Quand passaient des gens, il venait sur le seuil et leur montrait le blanc de ses yeux dans une si hideuse grimace que chacun fuyait épouvanté. C’était à peine si de chez lui on osait glisser dans le hangar le panier aux provisions. On envoyait là-bas sa plus jeune sœur, la joyeuse petite Malfri, qui restait causer avec lui et qui s’amusait follement quand il fabriquait pour elle des jouets et lui racontait toutes sortes de choses au sujet d’un bateau qui volerait comme un oiseau et qui cinglerait comme aucun bateau n’avait jamais cinglé.
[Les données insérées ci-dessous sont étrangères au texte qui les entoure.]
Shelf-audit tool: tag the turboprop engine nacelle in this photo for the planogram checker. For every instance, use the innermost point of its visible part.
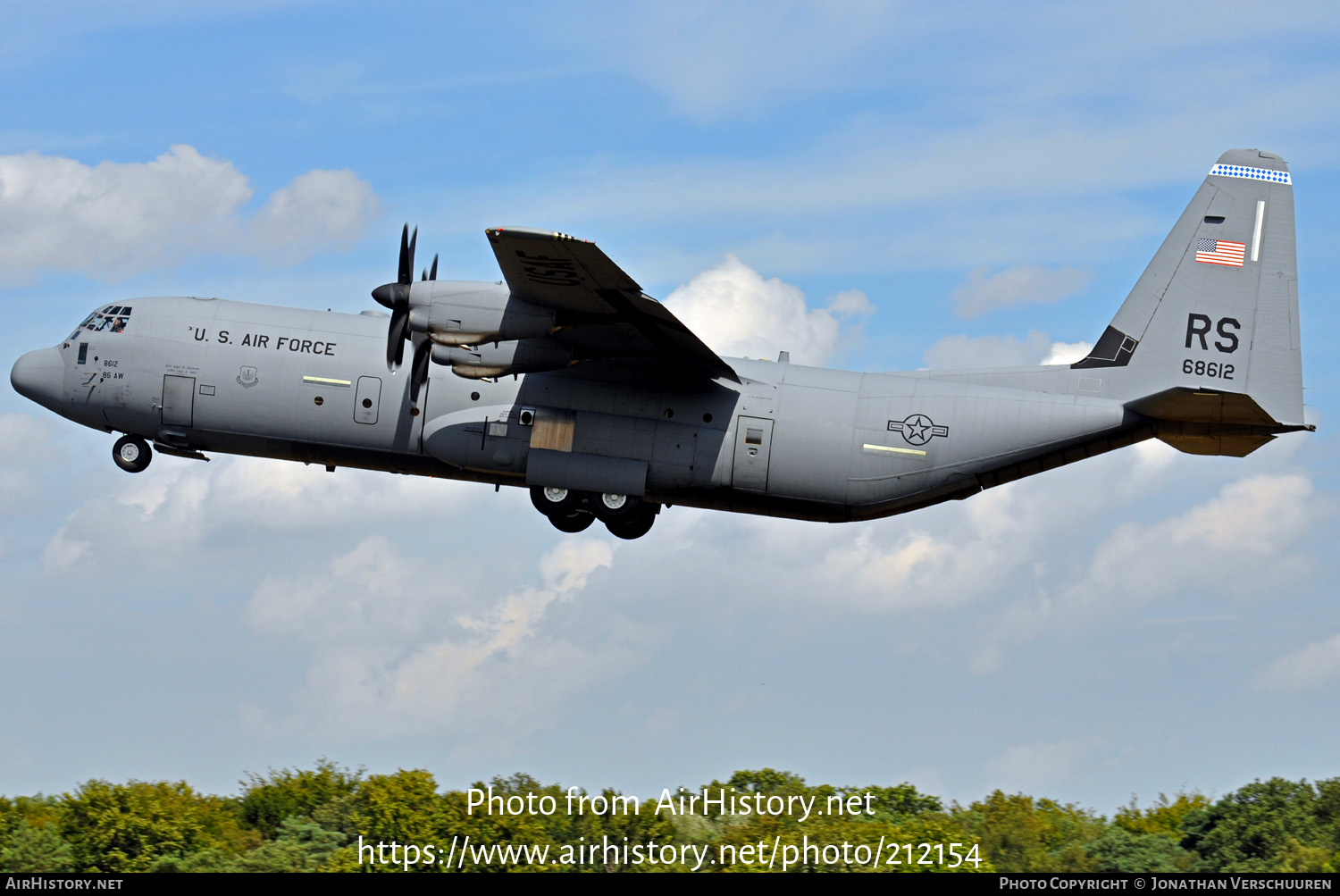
(471, 314)
(506, 358)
Si quelqu’un se présentait à l’improviste et tentait de voir à quoi il travaillait sous le hangar, il se faufilait dans le grenier et jetait les planches sens dessus-dessous, de telle sorte qu’on ne savait où le découvrir et que l’on passait outre. Et les gens se hâtaient de regrimper la colline en l’entendant dégringoler du grenier et rire à gorge déployée de leur déconvenue.

De la sorte, Hans obtint qu’on le laissât en paix. Il travaillait le mieux le soir, quand la tempête s’acharnait sur les pierres et les écorces du toit gazonné et que les herbes marines étaient projetées par les vagues jusqu’à la porte même du hangar.
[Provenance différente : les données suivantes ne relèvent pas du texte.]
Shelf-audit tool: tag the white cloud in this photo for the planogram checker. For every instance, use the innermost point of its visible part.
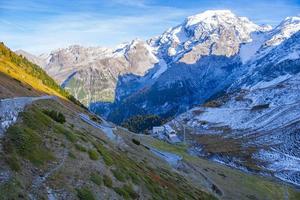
(90, 29)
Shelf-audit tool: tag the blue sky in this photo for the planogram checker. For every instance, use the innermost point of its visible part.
(39, 26)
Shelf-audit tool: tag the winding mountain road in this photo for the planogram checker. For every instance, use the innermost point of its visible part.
(10, 109)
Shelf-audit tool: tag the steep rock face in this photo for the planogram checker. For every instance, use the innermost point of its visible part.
(197, 60)
(185, 66)
(173, 92)
(91, 74)
(258, 115)
(210, 33)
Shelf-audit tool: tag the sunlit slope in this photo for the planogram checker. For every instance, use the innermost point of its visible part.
(23, 70)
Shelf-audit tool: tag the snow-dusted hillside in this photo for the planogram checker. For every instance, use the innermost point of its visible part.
(186, 65)
(200, 59)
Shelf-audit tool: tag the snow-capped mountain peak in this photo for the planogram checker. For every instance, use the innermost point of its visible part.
(284, 30)
(209, 16)
(205, 34)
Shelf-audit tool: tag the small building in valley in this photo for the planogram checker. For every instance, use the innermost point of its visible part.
(165, 132)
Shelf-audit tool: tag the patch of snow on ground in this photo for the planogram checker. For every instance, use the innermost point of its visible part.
(162, 68)
(275, 81)
(248, 50)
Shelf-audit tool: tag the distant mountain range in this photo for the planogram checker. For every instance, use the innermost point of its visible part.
(233, 84)
(169, 74)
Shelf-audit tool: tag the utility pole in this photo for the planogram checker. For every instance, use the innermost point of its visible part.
(183, 127)
(184, 134)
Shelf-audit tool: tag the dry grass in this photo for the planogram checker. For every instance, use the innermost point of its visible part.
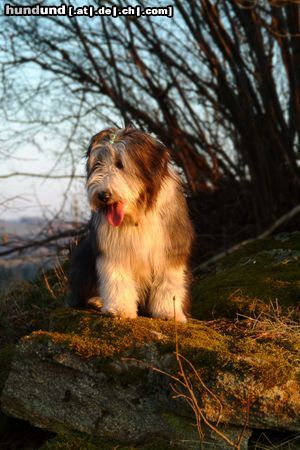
(274, 323)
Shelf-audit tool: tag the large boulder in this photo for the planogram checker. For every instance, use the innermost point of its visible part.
(252, 280)
(99, 375)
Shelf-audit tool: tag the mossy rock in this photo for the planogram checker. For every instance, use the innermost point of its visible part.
(81, 441)
(99, 375)
(256, 278)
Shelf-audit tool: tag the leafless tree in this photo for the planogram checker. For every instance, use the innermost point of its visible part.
(218, 83)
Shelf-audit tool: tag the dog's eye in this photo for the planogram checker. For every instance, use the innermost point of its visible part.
(119, 164)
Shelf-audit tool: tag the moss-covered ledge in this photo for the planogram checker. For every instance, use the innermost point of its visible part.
(95, 374)
(248, 281)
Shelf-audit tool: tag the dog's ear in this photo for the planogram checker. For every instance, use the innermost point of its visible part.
(88, 152)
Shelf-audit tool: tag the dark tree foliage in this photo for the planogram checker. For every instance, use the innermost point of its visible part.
(219, 83)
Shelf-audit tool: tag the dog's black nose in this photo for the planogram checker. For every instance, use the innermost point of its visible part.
(104, 196)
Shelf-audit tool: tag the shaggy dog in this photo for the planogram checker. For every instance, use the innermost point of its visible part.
(136, 255)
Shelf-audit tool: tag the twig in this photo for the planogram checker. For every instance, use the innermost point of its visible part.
(38, 175)
(42, 242)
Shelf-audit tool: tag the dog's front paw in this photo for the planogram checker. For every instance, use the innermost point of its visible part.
(118, 314)
(179, 317)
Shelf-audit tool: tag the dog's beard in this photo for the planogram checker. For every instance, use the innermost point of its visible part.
(114, 213)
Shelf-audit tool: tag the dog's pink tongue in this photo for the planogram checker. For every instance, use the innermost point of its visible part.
(115, 214)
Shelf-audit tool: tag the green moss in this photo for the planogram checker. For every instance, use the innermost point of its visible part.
(208, 348)
(80, 441)
(248, 280)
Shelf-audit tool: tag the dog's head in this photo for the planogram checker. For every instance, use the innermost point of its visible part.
(125, 171)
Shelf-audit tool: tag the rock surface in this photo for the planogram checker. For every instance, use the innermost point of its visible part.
(246, 281)
(96, 375)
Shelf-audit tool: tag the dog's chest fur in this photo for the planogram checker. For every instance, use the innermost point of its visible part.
(140, 248)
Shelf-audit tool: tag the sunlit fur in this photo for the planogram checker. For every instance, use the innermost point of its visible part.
(142, 264)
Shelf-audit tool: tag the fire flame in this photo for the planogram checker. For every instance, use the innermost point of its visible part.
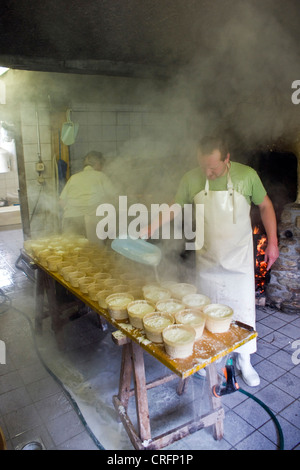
(260, 264)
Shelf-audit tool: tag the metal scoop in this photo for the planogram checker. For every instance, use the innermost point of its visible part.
(137, 250)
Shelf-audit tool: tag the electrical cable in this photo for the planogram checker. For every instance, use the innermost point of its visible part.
(81, 417)
(98, 444)
(267, 409)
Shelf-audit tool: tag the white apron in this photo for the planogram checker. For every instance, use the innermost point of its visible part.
(225, 264)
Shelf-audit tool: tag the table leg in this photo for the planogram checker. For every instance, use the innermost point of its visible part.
(39, 301)
(125, 376)
(140, 392)
(212, 377)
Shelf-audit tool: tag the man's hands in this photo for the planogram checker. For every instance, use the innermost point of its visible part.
(271, 254)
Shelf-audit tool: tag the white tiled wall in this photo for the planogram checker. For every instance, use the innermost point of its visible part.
(114, 130)
(42, 200)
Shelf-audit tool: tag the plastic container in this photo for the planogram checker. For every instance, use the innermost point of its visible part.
(179, 341)
(196, 300)
(154, 324)
(117, 305)
(93, 290)
(67, 271)
(53, 262)
(61, 265)
(154, 293)
(101, 298)
(217, 317)
(171, 306)
(193, 318)
(85, 283)
(137, 310)
(74, 278)
(180, 289)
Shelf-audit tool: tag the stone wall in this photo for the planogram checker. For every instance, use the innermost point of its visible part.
(283, 291)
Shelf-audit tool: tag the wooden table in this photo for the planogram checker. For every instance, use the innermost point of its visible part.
(207, 350)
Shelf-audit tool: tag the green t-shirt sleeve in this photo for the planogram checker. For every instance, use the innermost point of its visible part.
(258, 189)
(182, 196)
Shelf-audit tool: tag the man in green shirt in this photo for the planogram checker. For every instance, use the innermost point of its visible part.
(225, 264)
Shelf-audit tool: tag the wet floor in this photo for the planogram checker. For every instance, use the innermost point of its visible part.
(34, 406)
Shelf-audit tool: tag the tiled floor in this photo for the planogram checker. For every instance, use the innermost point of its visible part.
(33, 406)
Quand le vent soufflait en gémissant par les fissures des murailles et que les flocons de neige se glissaient à l’intérieur, alors le modèle du bateau du Draug se précisait nettement à ses yeux. Les jours d’hiver étaient courts et la mèche de la lampe au-dessus de son travail jetait de grandes ombres : l’obscurité venait vite et se prolongeait longuement dans la matinée. Alors, sur sa couche de peaux il cherchait le sommeil ; un tas de copeaux lui servait d’oreiller.

Il n’épargnait point la peine. S’il y avait une planche qui ne s’adaptât point complètement à la planche voisine, si minime que fût la défectuosité, tout de suite il en enlevait toute une rangée et les rabotait à nouveau.
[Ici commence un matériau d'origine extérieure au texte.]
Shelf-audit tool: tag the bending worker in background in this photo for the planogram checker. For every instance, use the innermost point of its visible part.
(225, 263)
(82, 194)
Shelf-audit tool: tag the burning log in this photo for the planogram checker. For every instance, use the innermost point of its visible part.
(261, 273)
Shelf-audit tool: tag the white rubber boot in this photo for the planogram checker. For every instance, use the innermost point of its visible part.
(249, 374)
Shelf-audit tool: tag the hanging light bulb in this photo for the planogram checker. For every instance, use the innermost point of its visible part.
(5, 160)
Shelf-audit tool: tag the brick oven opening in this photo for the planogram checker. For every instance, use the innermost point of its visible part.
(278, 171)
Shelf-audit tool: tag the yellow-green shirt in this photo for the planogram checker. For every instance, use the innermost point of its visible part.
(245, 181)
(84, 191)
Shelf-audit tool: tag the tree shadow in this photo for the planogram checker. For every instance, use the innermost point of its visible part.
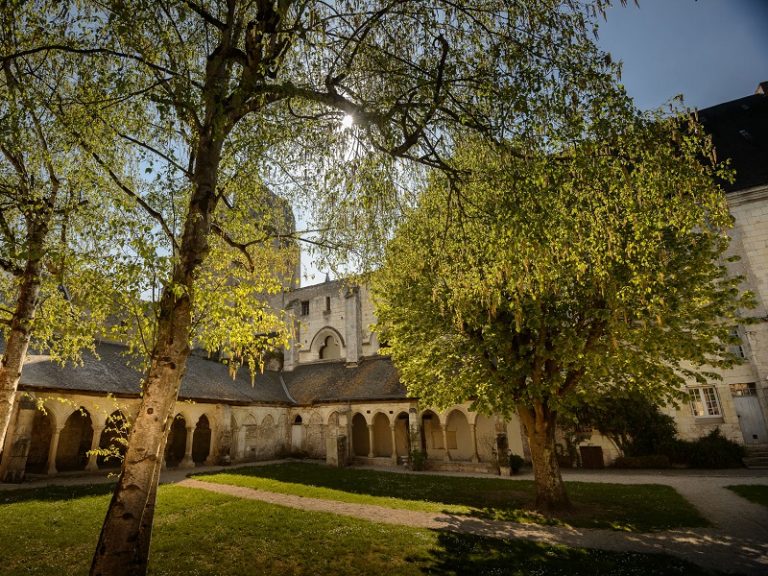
(465, 554)
(54, 493)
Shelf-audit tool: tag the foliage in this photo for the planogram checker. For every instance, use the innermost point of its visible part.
(548, 281)
(49, 531)
(636, 425)
(711, 451)
(614, 506)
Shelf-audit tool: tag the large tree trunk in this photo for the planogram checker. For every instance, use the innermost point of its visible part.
(123, 547)
(17, 344)
(540, 423)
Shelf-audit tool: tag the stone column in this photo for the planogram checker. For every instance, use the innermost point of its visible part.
(187, 461)
(370, 440)
(93, 464)
(394, 445)
(212, 448)
(473, 433)
(52, 450)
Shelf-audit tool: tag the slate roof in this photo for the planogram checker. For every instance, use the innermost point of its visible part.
(739, 131)
(374, 378)
(205, 379)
La nuit qui précédait la Noël, il avait terminé tout le bordage supérieur et les fourches de nage. Il travaillait avec tant d’ardeur qu’il ne s’apercevait pas de la fuite du temps.

Son rabot éparpillait les copeaux de tous les côtés lorsque, tout à coup, terrifié, il s’arrêta : quelque chose de noir se mouvait le long d’une planche.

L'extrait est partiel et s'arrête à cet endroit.